Tuesday, 7 August 2007

Absolutely fatuous

Do you remember Absolutely Fabulous (when it was funny...) no, when Edina goes into the office, sits at her desk and just moves piles paper around?

That's what today felt like. Minus the Bollinger.

It actually got off to a rather bad start on the Tube, being stuck next to these two cnuts...

One stop later and they're still fucken at it:

Finally, a man in a suite trying to read his FT got sick of the smooching noises and asked them to stop. Then another woman sneered, under her breath, "it's probably not his wife..." which made everyone chuckle. Twats.

So at the office I moved a few papers around, sent a few e-mails, walked to the shop and necked a few extra-strength painkillers because Sally, who "works" with me, has a wisdom tooth coming through and has a stash of really strong Ibuprofen.

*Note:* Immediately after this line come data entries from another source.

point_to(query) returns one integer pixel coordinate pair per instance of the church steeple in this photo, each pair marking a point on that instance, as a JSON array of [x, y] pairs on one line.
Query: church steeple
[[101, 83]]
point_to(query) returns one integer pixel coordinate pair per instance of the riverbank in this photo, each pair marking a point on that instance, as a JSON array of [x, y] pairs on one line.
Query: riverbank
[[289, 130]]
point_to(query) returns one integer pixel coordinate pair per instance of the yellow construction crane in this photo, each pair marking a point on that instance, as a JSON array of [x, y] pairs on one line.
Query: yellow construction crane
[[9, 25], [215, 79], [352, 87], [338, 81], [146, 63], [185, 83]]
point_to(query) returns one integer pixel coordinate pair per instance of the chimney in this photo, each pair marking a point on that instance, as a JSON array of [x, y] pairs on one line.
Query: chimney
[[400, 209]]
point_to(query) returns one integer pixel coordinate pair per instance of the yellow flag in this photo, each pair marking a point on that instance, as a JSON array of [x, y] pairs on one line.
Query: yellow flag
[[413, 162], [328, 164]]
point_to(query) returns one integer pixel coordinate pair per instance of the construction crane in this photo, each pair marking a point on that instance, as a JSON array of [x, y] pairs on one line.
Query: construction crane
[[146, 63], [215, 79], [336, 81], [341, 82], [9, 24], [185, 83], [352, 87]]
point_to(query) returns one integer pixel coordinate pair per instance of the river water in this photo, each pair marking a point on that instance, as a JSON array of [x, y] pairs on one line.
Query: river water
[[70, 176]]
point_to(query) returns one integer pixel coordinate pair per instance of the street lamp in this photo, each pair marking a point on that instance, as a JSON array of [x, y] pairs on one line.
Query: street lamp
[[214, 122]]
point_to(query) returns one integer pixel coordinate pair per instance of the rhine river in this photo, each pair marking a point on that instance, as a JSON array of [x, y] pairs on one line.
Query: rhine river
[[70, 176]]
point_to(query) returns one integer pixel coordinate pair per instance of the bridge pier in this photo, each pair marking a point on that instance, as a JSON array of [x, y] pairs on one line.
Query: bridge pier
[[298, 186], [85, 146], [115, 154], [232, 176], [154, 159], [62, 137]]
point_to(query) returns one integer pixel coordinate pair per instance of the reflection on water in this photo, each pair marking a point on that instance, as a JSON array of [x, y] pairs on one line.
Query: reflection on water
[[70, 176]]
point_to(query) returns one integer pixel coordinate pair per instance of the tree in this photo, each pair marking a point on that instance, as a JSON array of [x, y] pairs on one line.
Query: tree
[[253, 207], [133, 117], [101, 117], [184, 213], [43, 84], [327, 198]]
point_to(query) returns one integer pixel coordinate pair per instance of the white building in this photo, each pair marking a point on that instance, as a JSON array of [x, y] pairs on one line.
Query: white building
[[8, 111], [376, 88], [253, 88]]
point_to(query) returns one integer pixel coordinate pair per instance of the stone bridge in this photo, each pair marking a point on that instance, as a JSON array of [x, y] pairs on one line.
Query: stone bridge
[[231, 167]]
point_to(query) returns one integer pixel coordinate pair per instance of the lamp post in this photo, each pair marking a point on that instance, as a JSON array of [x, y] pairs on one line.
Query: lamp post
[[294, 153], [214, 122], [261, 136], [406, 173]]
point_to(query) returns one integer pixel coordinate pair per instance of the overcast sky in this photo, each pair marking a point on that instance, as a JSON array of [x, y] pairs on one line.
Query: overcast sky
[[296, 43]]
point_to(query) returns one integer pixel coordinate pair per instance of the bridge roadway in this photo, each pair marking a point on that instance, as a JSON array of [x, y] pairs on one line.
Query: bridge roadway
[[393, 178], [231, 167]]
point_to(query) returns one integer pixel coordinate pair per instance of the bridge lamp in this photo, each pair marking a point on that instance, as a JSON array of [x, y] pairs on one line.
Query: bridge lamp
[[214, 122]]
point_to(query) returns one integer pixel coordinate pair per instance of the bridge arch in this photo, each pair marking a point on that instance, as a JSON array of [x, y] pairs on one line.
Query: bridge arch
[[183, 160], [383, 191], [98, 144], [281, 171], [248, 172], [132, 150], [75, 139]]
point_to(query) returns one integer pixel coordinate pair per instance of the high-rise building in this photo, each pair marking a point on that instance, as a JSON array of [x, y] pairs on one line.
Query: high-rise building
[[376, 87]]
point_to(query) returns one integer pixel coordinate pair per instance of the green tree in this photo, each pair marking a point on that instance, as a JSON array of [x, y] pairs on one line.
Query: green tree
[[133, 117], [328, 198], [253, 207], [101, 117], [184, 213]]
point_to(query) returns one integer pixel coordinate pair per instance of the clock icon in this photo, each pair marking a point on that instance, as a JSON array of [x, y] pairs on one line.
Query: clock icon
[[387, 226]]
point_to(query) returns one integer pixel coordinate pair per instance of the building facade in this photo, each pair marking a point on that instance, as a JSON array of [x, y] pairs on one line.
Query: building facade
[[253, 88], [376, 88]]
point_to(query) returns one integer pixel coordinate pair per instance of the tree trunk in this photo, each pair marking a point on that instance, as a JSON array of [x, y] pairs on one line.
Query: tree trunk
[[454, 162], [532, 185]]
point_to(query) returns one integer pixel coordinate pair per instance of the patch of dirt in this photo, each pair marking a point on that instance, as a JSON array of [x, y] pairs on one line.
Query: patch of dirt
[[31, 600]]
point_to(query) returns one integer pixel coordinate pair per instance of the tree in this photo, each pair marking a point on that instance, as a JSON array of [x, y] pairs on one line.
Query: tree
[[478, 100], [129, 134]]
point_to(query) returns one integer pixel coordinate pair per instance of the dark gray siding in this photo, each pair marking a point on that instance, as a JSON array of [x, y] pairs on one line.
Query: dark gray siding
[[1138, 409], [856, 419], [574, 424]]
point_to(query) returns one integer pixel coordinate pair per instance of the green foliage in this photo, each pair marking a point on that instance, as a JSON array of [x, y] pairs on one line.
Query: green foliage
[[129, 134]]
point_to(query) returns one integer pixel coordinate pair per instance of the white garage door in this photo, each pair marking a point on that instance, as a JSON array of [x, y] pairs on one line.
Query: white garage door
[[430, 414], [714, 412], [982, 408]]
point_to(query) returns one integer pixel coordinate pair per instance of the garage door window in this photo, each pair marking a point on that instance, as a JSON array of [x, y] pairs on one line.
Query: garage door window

I like Sally because she's a wealth of knowledge when it comes to matters contraband. Like, have you ever heard of Hillybilly Heroin? Well, I hadn't.

Apparently Oxycontin is such a powerful painkiller it's akin to heroin. We decide to find out if there's a way to buy some. Purely for research purposes of course.

A few dodgy websites later I am really not happy about giving my credit card details to a firm based in Mexico, so we give up.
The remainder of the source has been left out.